Cosas que recuerdo de Victoria desde esta habitación acristalada, desde esta burbuja de aire que no es nada: le gustaba la música new age, los jardines japoneses y leer filosofía barata. Dicho así parece que fuera gilipollas, pero no lo era en absoluto.
Nos conocimos la segunda semana de clase en el instituto. Ya se habían formado grupos, estaban los populares, estaban los que hacían su vida y estábamos los perdedores sin amigos, como yo, que habíamos transitado de la infancia a la adolescencia en soledad y al empezar el bachillerato en un centro nuevo vagábamos durante el recreo, como corderitos, buscando una madre. Victoria era de los que son tan pero que tan molones que pueden hacer lo que les dé la gana. Se me sentó al lado en clase de dibujo técnico, me pidió el compás y me hizo muchas preguntas. De dónde vienes tú. Qué te interesa.

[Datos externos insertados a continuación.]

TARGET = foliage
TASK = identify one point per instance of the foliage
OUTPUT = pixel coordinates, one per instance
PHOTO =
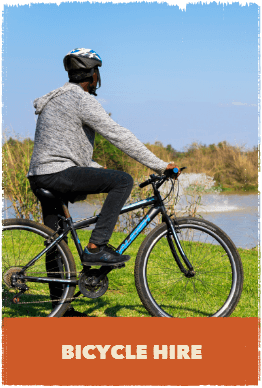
(16, 155)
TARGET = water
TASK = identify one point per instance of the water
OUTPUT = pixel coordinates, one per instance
(237, 214)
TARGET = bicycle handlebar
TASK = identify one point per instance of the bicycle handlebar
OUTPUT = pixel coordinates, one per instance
(154, 178)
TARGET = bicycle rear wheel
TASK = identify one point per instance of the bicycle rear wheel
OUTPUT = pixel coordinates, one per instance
(22, 240)
(215, 289)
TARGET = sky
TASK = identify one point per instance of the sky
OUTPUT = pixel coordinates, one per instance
(172, 75)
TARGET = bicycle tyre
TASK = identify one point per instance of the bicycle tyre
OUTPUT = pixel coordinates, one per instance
(22, 240)
(166, 292)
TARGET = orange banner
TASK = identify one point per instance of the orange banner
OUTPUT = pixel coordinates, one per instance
(131, 351)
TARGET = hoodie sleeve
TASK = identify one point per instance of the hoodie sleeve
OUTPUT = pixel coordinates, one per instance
(94, 164)
(94, 115)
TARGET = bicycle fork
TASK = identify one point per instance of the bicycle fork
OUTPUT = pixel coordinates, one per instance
(172, 232)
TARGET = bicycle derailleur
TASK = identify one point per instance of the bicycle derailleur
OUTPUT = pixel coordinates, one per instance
(93, 283)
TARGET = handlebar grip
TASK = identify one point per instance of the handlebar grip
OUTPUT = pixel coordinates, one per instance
(144, 183)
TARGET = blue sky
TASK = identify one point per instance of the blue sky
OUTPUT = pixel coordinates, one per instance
(169, 74)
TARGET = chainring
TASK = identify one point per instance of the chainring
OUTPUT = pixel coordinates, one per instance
(8, 275)
(87, 287)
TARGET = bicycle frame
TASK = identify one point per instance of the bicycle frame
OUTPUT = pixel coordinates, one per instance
(158, 206)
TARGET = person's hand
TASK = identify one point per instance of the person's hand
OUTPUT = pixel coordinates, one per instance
(170, 166)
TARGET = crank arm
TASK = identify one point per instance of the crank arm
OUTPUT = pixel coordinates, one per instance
(47, 280)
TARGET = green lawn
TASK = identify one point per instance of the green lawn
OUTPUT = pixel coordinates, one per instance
(121, 299)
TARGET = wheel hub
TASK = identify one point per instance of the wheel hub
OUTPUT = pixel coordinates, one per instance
(88, 284)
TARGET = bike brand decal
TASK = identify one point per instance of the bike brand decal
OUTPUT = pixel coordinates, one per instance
(145, 201)
(134, 234)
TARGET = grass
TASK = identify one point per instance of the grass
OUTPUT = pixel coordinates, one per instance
(122, 300)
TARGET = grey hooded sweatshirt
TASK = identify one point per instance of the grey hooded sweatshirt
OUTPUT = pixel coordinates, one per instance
(68, 118)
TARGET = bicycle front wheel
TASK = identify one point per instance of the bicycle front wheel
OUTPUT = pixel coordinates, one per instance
(22, 240)
(213, 291)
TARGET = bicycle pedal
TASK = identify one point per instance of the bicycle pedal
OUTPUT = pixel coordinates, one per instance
(118, 266)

Nadie me había preguntado jamás qué me interesaba. Era una pregunta tan sofisticada, tan adulta, que me quedé muda. Aunque eso era lo normal, yo no solía hablar mucho. Desde mi primera infancia, la gente de mi edad me parecía idiota y cruel a partes iguales. No tuve hermanos, así que mis padres llenaron la casa de sobreprotección y ternura. Mi socialización fuera del colegio comenzó a los ocho años una vez que mis padres me llevaron a pasar la tarde en casa de unos vecinos con hijos. Cuando los adultos se fueron al cine los otros niños me ataron a una silla y jugaron a torturarme con una aguja de tejer. Nunca les dije nada a mis padres, pero no olvidé el sudor y los pinchazos y, sobre todo, la sensación desconocida en el estómago, una oleada de angustia que se extendía por todos los miembros de mi cuerpo como un lodo inmundo, mientras comprendía que alguien con mucha menos inteligencia que yo podía acabar conmigo si se lo proponía. El mundo exterior era un lugar inhóspito con unas reglas absurdas, todos eran animales. Así que me refugié en mí misma y no confié en nadie.
Hasta que llegó Victoria con esa pregunta: qué te interesa. Lo dijo con voz suave, casi maternal. Y no se fue aunque no le contesté, solo miré sus ojos de liquen, y ella me miró y sonrió, y no se fue. Supo ver más allá de mi torpeza, y me adoptó. A partir de ahí, no tuve que preocuparme por nada. Tenía una amiga.